L'aide aux refugiés de la guerre au coeur de la réunion ce matin à Bkerké : Vincent Gelot : "Entre sidération et colère, le peuple libanais est à bout de souffle"
La coordination à Bkerké et l’urgence humanitaire
« Ce matin nous nous sommes réunis, l’Œuvre d’Orient, l’organisation que je représente, et d’autres organisations catholiques qui travaillent sur le terrain depuis longtemps, avec aussi le président de Caritas Liban qui est le bras jeune et actif des organisations catholiques. L’objectif était de se concerter, de coordonner notre action, de voir ce que chacun fait et comment équilibrer l’aide et la répartir. Il s’agissait aussi de partager nos observations sur cette crise. Ce qui est ressorti de cette réunion, c’est d’abord un état de fatigue générale, chez les Libanais comme chez les responsables associatifs. Il y a une sidération face à l’ampleur de cette crise humanitaire. Les ordres d’évacuation massifs touchent désormais le sud et la banlieue sud de Beyrouth : nous sommes confrontés à un afflux massif de déplacés. »
Le sentiment d’injustice et l’absence de l’État
« La différence cette fois-ci, c’est un sentiment d’injustice profond, doublé de l’incertitude : les déplacés ne savent pas s’ils pourront retourner chez eux, ni quand. La crainte, partagée par beaucoup de Libanais, est que cette incursion terrestre se transforme demain en annexion. Malheureusement, l’État est relativement absent dans la réponse humanitaire. Ce sont les associations libanaises, les ONG internationales, la diaspora et les familles qui prennent en charge l’accueil. Ce sont les mêmes acteurs, de part et d’autres, les mêmes refugiés, encore plus nombreux d’un cote qui reviennent dans les mêmes lieux d’accueil face aux mêmes organisations. Mais la crise s’est aggravée, la lassitude s’est amplifiée et les moyens sont insuffisants. Il est urgent de relayer un appel à l’aide internationale et à la mobilisation de la diaspora pour soutenir les associations sur le terrain. »

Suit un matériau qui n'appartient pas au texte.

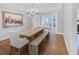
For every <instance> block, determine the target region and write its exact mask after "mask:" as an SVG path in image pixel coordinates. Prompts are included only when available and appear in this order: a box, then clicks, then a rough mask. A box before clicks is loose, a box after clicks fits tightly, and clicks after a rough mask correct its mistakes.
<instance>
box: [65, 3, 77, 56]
mask: <svg viewBox="0 0 79 59" xmlns="http://www.w3.org/2000/svg"><path fill="white" fill-rule="evenodd" d="M76 12H77V10H76V7H75V6H74V4H68V3H67V4H64V39H65V43H66V46H67V50H68V53H69V54H77V42H76V40H77V39H76V32H77V30H76V27H77V26H76Z"/></svg>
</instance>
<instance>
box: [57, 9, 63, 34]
mask: <svg viewBox="0 0 79 59" xmlns="http://www.w3.org/2000/svg"><path fill="white" fill-rule="evenodd" d="M63 22H64V11H63V8H61V9H60V10H58V12H57V34H63V33H64V23H63Z"/></svg>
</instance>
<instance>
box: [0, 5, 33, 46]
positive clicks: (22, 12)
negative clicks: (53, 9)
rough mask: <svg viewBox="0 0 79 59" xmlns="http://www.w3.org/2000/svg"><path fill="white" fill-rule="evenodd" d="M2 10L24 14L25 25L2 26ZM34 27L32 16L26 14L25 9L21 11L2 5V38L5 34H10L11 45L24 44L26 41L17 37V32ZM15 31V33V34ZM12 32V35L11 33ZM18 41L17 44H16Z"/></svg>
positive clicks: (8, 34)
mask: <svg viewBox="0 0 79 59" xmlns="http://www.w3.org/2000/svg"><path fill="white" fill-rule="evenodd" d="M2 11H8V12H14V13H20V14H23V26H18V27H10V28H3V27H2V20H3V19H2ZM31 27H32V17H30V16H29V15H27V14H26V12H24V11H21V10H20V11H19V10H15V9H10V8H9V7H8V6H3V7H0V38H1V37H5V36H10V38H11V45H15V46H16V45H24V44H25V43H24V41H22V42H21V41H20V40H18V38H17V36H16V35H17V33H18V32H19V31H22V30H24V29H28V28H31ZM13 32H14V33H15V34H13ZM10 34H11V35H10ZM15 43H16V44H15Z"/></svg>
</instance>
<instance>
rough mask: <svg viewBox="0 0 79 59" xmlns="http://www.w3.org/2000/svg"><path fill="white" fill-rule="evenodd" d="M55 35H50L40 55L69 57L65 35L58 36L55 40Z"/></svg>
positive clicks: (44, 44) (41, 49) (57, 34)
mask: <svg viewBox="0 0 79 59" xmlns="http://www.w3.org/2000/svg"><path fill="white" fill-rule="evenodd" d="M53 38H54V36H53V34H50V39H48V40H47V41H46V42H45V43H44V44H43V45H42V48H41V50H40V52H39V53H40V55H68V52H67V49H66V45H65V42H64V38H63V35H58V34H57V35H56V39H53Z"/></svg>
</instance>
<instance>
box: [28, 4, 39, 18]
mask: <svg viewBox="0 0 79 59" xmlns="http://www.w3.org/2000/svg"><path fill="white" fill-rule="evenodd" d="M27 14H29V15H31V16H32V17H33V16H35V15H38V14H39V11H38V9H36V8H35V7H34V4H32V7H31V8H29V9H28V10H27Z"/></svg>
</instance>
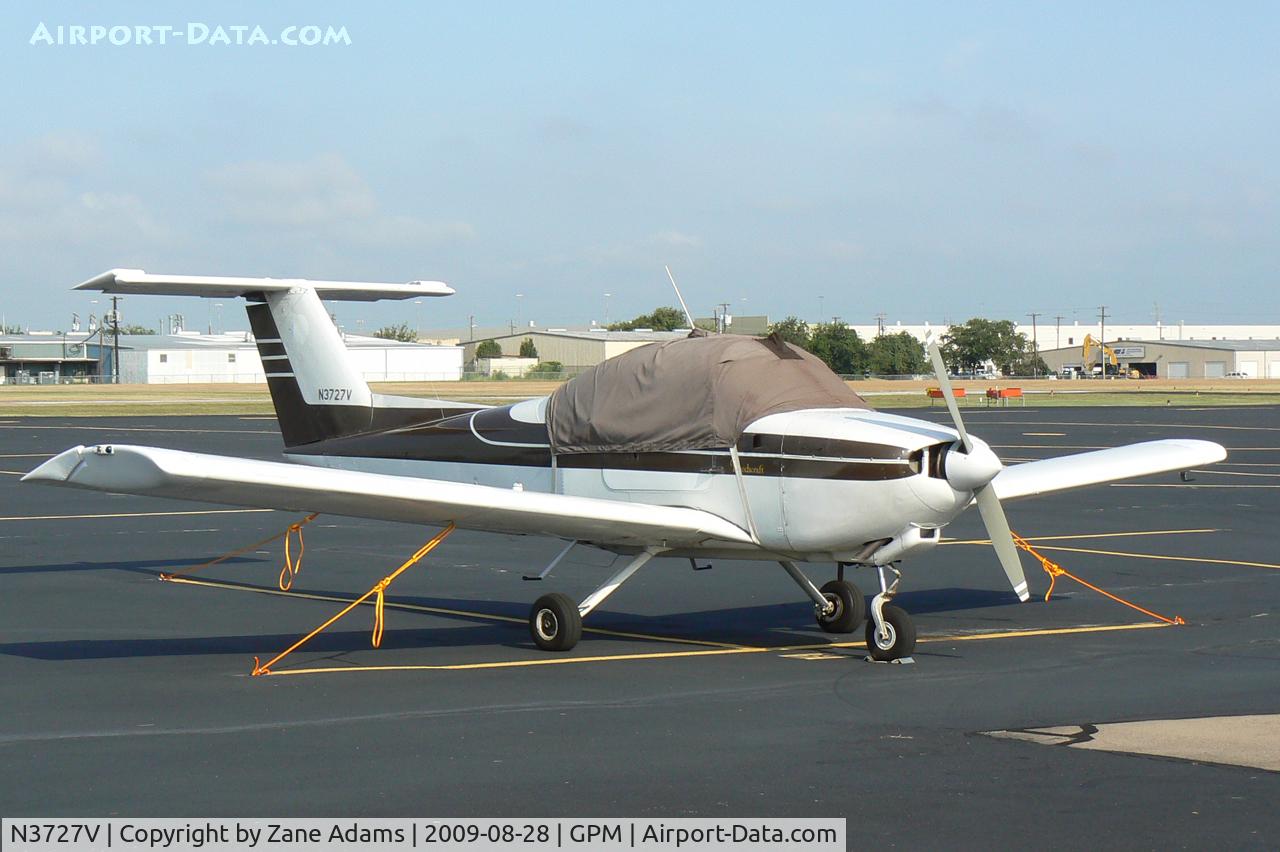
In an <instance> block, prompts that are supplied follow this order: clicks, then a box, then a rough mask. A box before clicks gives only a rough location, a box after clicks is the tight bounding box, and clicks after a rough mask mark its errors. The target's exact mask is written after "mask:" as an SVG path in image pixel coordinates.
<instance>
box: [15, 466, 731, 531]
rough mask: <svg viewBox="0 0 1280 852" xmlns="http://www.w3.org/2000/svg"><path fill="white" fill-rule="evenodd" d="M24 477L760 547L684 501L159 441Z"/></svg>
mask: <svg viewBox="0 0 1280 852" xmlns="http://www.w3.org/2000/svg"><path fill="white" fill-rule="evenodd" d="M22 481H24V482H28V481H32V482H46V484H50V485H67V486H73V487H82V489H91V490H95V491H113V493H116V494H140V495H146V496H161V498H174V499H179V500H201V501H209V503H225V504H229V505H248V507H259V508H268V509H289V510H294V512H321V513H326V514H344V516H351V517H356V518H376V519H379V521H402V522H406V523H448V522H449V521H452V522H454V523H457V525H458V526H460V527H462V528H466V530H490V531H494V532H522V533H532V535H547V536H559V537H564V539H579V540H581V541H593V542H599V544H614V545H641V546H646V545H666V546H668V548H676V546H687V545H695V544H700V542H704V541H709V540H717V541H732V542H745V544H750V542H751V539H750V536H749V535H748V533H746V531H744V530H742V528H740V527H739V526H736V525H733V523H731V522H728V521H726V519H724V518H722V517H719V516H716V514H712V513H709V512H701V510H699V509H686V508H680V507H659V505H637V504H635V503H621V501H617V500H596V499H591V498H577V496H566V495H562V494H541V493H536V491H517V490H507V489H497V487H489V486H485V485H468V484H463V482H447V481H440V480H425V478H416V477H408V476H389V475H385V473H364V472H360V471H335V469H332V468H320V467H308V466H303V464H288V463H283V462H261V461H257V459H246V458H234V457H228V455H207V454H204V453H184V452H179V450H169V449H157V448H154V446H128V445H120V444H115V445H110V446H108V445H100V446H88V448H86V446H73V448H72V449H69V450H64V452H63V453H59V454H58V455H55V457H54V458H51V459H49V461H47V462H45V463H44V464H41V466H40V467H37V468H36V469H33V471H32V472H31V473H27V476H24V477H23V478H22Z"/></svg>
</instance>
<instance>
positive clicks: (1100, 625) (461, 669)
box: [268, 622, 1170, 677]
mask: <svg viewBox="0 0 1280 852" xmlns="http://www.w3.org/2000/svg"><path fill="white" fill-rule="evenodd" d="M1161 627H1170V624H1162V623H1160V622H1139V623H1135V624H1094V626H1082V627H1055V628H1043V629H1029V631H1000V632H993V633H951V635H945V636H922V637H920V638H919V640H918V642H919V643H937V642H982V641H989V640H1001V638H1032V637H1038V636H1071V635H1078V633H1111V632H1116V631H1143V629H1153V628H1161ZM852 647H861V649H865V647H867V643H865V642H829V643H822V645H817V643H815V645H777V646H764V647H756V646H737V647H723V649H708V650H698V651H652V652H645V654H605V655H596V656H545V658H536V659H531V660H494V661H489V663H451V664H436V665H411V664H406V665H349V667H323V668H308V669H282V670H279V672H269V673H268V674H270V675H273V677H283V675H288V674H352V673H357V672H468V670H479V669H520V668H530V667H535V665H575V664H580V663H625V661H632V660H672V659H678V658H686V656H728V655H731V654H780V655H783V656H790V658H792V659H795V658H796V656H797V655H804V656H809V655H810V654H815V652H820V651H824V650H831V649H852ZM801 659H804V658H801ZM822 659H827V658H826V656H823V658H822Z"/></svg>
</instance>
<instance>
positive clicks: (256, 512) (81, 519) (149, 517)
mask: <svg viewBox="0 0 1280 852" xmlns="http://www.w3.org/2000/svg"><path fill="white" fill-rule="evenodd" d="M5 472H6V471H0V473H5ZM260 512H275V509H196V510H193V512H114V513H102V514H15V516H12V517H8V518H0V521H83V519H87V518H170V517H174V516H183V514H255V513H260Z"/></svg>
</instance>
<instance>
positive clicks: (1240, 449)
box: [991, 444, 1280, 453]
mask: <svg viewBox="0 0 1280 852" xmlns="http://www.w3.org/2000/svg"><path fill="white" fill-rule="evenodd" d="M1117 446H1126V444H1108V445H1106V446H1102V445H1092V444H991V449H1080V450H1092V449H1115V448H1117ZM1222 449H1225V450H1228V452H1229V453H1280V446H1224V448H1222Z"/></svg>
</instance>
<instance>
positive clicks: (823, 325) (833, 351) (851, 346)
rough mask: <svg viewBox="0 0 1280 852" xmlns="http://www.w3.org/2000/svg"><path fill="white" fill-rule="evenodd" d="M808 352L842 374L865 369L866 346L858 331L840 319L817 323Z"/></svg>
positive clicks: (842, 375) (846, 375)
mask: <svg viewBox="0 0 1280 852" xmlns="http://www.w3.org/2000/svg"><path fill="white" fill-rule="evenodd" d="M809 352H812V353H814V354H815V356H818V357H819V358H822V359H823V361H824V362H826V363H827V366H828V367H831V368H832V370H833V371H835V372H838V374H840V375H842V376H847V375H855V374H860V372H865V371H867V347H865V345H864V344H863V342H861V338H859V336H858V333H856V331H854V330H852V329H850V327H849V326H846V325H845V324H844V322H841V321H840V320H833V321H831V322H827V324H824V325H819V326H818V327H817V329H814V330H813V336H810V338H809Z"/></svg>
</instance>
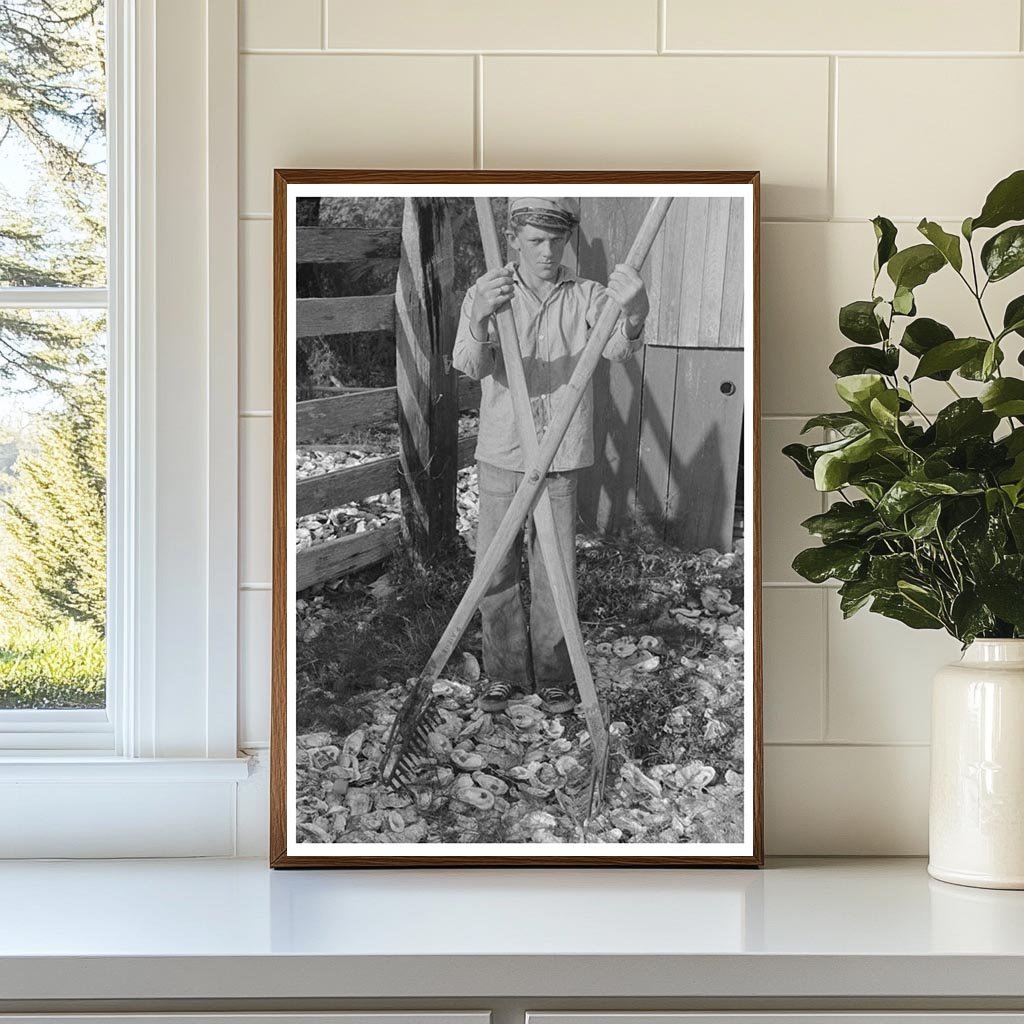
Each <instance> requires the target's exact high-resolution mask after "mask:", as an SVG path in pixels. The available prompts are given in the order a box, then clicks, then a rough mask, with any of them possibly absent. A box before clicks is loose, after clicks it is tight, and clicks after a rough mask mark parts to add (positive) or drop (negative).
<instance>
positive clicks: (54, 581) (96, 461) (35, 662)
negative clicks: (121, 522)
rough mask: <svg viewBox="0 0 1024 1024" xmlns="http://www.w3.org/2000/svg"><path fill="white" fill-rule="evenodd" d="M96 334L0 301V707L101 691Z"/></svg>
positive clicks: (99, 313)
mask: <svg viewBox="0 0 1024 1024" xmlns="http://www.w3.org/2000/svg"><path fill="white" fill-rule="evenodd" d="M105 342H106V338H105V332H104V315H103V314H102V312H101V311H97V310H74V311H61V312H53V311H49V310H38V309H37V310H31V309H2V308H0V709H10V708H101V707H103V705H104V701H105V682H104V677H105V658H104V636H105V596H106V566H105V561H106V545H105V531H106V377H105V372H104V367H105V361H106V359H105Z"/></svg>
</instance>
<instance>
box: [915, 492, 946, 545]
mask: <svg viewBox="0 0 1024 1024" xmlns="http://www.w3.org/2000/svg"><path fill="white" fill-rule="evenodd" d="M941 514H942V503H941V502H940V501H938V500H936V501H931V502H925V504H924V505H919V506H918V507H916V508H915V509H914V510H913V511H912V512H911V513H910V521H911V522H912V523H913V527H912V528H911V529H909V530H908V531H907V536H908V537H912V538H913V540H915V541H923V540H925V538H926V537H930V536H931V535H932V534H934V532H935V527H936V526H937V525H938V522H939V516H940V515H941Z"/></svg>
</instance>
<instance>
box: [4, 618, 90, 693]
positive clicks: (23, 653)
mask: <svg viewBox="0 0 1024 1024" xmlns="http://www.w3.org/2000/svg"><path fill="white" fill-rule="evenodd" d="M105 673H106V668H105V650H104V643H103V638H102V637H100V636H99V635H98V634H97V633H96V631H95V630H93V629H92V628H91V627H89V626H86V625H84V624H81V623H76V622H72V621H68V622H66V623H63V624H62V625H60V626H56V627H53V628H52V629H49V630H43V629H35V630H31V629H26V628H17V627H8V626H6V625H5V624H3V623H0V709H12V708H102V707H103V705H104V699H105V697H104V687H105Z"/></svg>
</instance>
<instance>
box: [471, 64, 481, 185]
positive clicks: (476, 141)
mask: <svg viewBox="0 0 1024 1024" xmlns="http://www.w3.org/2000/svg"><path fill="white" fill-rule="evenodd" d="M473 166H474V167H475V168H476V169H477V170H479V169H481V168H482V167H483V56H482V54H480V53H477V54H476V55H475V56H474V57H473Z"/></svg>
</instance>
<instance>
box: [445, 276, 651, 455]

L’éducation, la santé et l’appel à l’ouverture
« Nous pensons aussi aux écoles. Ce que nous voulons éviter, c’est une rupture éducative : il faut aider les établissements à fonctionner pour que les enfants continuent à recevoir une éducation, leur droit le plus élémentaire. Nous pensons également aux hôpitaux, comme l’hôpital libanais Geitaoui, centre des grands brûlés, qui reçoit des blessés graves, des enfants, des femmes. À Bkerké, nous avons insisté sur la nécessité que les couvents, les églises et les patriarcats ouvrent leurs portes. C’est la mission de l’Église locale : montrer l’exemple, faire un pas d’ouverture et d’hospitalité. Nous ne voulons pas désespérer. La richesse et la force du Liban, ce sont ses gens, et il faut préserver cela coûte que coûte. Mais pour cela, nous avons besoin d’aide : il est urgent que la communauté internationale se mobilise. »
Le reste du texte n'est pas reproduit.